Use new imglib2 parallelization approach

maarzt commented 4 years ago

In this PR I change imglib2-algorithm to use the parallelization framework introduced in https://github.com/imglib/imglib2/pull/269! I want to find out it the parallelization framework is useful. And that's the result:

Yes! :tada: All multi-threading in imglib2-algorithm can be replaced by the parallelization framework.

Most multi-threading code can be replaced with multi-threaded LoopBuilder or IterableLoopBuilder. This also leads to extreme simplification of the code. IterableLoopBuilder is part of this PR, it's like LoopBuilder but has an IterableInterval as first argument.

Some methods, that where previously single threaded, now run multi-threaded. It's still possible to execute them single threaded, use Parallelization.runSingleThreaded( () -> ... ).

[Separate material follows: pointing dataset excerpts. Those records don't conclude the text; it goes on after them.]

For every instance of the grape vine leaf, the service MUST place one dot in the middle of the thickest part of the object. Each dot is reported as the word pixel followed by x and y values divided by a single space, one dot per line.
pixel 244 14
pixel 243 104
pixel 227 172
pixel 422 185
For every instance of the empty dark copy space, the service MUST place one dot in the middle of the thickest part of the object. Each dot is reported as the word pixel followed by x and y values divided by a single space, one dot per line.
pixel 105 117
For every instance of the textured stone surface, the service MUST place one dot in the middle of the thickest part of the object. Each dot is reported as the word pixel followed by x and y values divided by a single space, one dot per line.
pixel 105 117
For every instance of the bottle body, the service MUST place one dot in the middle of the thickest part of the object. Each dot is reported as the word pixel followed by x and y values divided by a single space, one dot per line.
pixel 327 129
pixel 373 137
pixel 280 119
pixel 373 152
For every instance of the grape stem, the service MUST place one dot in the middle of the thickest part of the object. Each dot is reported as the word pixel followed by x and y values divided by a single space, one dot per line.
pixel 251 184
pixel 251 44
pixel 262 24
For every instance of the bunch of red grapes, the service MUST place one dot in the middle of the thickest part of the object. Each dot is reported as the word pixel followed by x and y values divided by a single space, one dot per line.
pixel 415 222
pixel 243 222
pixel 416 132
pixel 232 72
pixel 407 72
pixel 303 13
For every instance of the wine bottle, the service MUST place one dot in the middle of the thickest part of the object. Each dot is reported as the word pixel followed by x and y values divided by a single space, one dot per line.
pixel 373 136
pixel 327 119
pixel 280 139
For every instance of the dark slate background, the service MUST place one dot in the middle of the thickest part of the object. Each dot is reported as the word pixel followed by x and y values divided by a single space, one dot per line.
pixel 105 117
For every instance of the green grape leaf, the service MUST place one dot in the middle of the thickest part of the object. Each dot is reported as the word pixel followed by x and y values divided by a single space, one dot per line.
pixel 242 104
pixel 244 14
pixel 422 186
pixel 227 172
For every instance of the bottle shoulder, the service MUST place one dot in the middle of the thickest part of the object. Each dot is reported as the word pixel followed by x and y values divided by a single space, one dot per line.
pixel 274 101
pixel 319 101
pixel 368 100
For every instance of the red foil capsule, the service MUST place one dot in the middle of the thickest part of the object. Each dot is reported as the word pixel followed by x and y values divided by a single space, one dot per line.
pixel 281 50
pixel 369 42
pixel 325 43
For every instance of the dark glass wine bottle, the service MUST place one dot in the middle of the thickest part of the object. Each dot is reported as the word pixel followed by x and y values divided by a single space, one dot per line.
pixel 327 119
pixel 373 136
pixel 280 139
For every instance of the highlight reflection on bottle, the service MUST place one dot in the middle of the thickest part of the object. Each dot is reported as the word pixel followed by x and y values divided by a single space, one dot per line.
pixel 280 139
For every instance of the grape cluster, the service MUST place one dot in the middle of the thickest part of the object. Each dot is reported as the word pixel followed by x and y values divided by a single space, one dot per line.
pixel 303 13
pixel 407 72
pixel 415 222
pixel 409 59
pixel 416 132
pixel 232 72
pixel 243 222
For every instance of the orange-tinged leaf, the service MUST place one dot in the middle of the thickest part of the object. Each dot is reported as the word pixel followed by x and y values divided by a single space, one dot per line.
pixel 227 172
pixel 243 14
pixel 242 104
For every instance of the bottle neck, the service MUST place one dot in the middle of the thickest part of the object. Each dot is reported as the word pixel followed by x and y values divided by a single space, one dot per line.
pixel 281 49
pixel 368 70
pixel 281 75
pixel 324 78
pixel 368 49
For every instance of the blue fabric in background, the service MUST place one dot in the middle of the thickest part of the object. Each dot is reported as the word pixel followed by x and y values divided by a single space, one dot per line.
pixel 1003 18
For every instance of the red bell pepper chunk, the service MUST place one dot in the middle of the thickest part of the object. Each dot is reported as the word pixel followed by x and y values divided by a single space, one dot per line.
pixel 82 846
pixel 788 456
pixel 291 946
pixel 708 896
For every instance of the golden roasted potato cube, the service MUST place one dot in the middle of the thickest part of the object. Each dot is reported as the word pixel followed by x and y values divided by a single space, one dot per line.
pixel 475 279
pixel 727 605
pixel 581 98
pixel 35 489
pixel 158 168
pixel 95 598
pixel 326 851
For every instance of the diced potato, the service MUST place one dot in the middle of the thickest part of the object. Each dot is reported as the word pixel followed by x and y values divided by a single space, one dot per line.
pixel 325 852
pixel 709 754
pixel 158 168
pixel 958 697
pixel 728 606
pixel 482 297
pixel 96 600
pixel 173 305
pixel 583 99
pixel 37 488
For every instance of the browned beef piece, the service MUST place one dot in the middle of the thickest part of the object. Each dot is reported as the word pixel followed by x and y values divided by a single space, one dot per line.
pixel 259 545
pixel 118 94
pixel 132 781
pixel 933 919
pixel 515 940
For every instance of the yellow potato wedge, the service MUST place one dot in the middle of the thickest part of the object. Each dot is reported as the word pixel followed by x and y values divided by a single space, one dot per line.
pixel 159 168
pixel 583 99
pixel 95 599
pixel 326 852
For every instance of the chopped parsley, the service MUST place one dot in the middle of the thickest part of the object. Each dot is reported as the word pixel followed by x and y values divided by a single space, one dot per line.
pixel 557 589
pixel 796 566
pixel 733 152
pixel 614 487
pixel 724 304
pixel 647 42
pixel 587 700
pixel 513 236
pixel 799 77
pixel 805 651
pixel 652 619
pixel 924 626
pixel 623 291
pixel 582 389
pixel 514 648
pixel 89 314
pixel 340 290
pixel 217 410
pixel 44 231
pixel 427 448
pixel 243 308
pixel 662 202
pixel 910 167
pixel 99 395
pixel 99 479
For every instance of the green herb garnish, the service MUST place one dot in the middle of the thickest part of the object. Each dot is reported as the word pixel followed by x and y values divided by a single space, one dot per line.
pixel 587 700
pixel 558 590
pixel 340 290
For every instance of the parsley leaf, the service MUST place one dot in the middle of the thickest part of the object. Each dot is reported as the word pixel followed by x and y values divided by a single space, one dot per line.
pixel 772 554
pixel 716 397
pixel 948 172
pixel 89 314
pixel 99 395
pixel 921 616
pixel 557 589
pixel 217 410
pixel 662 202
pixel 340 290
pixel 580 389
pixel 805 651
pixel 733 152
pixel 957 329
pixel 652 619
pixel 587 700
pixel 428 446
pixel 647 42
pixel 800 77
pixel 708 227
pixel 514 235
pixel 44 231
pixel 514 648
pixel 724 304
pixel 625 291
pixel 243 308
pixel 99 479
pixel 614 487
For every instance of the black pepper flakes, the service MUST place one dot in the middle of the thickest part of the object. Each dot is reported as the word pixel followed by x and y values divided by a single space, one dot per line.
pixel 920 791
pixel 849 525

We might either just stick with this. Or give multi-threaded functions a different name. And provide a backward function. These affected methods are:

ConnectedComponents.labelAllConnectedComponents( final RandomAccessible< T > input, final ImgLabeling< L, I > labeling, final Iterator< L > labelGenerator, final StructuringElement se )
ConnectedComponents.labelAllConnectedComponents(final RandomAccessible< T > input, final RandomAccessibleInterval< L > output, final StructuringElement se )
TensorEigenValues.calculateEigenValuesSymmetric(final RandomAccessibleInterval< T > tensor, final RandomAccessibleInterval< U > eigenvalues )
TensorEigenValues.calculateEigenValuesSquare(final RandomAccessibleInterval< T > tensor,    final RandomAccessibleInterval< U > eigenvalues )
TensorEigenValues.calculateEigenValues(final RandomAccessibleInterval< T > tensor, final RandomAccessibleInterval< U > eigenvalues, final EigenValues< T, U > ev )
LocalExtrema.findLocalExtrema(final RandomAccessibleInterval< T > source, final LocalNeighborhoodCheck< P, T > localNeighborhoodCheck )
LocalExterma.findLocalExtrema(final RandomAccessibleInterval< T > source, final LocalNeighborhoodCheck< P, T > localNeighborhoodCheck, final Shape shape )
LocalExtrema.findLocalExtrema(final RandomAccessible< T > source,final Interval interval,final LocalNeighborhoodCheck< P, T > localNeighborhoodCheck )
LocalExtrema.findLocalExtrema(final RandomAccessible< T > source,final Interval interval,final LocalNeighborhoodCheck< P, T > localNeighborhoodCheck,final Shape shape )
SubpixelLocalization.refinePeaks(final List< P > peaks, final RandomAccessible< T > img, final Interval validInterval, final boolean returnInvalidPeaks,final int maxNumMoves, final boolean allowMaximaTolerance, final float maximaTolerance, final boolean[] allowedToMoveInDim )
DistanceTransform.transform(...) (6 diffenrent versions)
DistanceTransform.binaryTransform(...) (5 different versions)

The work isn't finished yet: classes Erosion, Dilation, Opening, Closing, TopHat, BlackTopHat could have methods without the numThread parameter.

Overall this PR shows that imglib2-algorithm can be greatly simplified using the new parallelization framework. It reduces code duplication, because for many algorithms there is a single-threaded and multi-threaded version, which is no longer needed.

tpietzsch commented 4 years ago

I didn't look at it in detail yet, but I think the IterableLoopBuilder belongs in core and should be a separate PR

imagejan commented 3 years ago

What's the state of this PR? Can we have IterableLoopBuilder in imglib2 core?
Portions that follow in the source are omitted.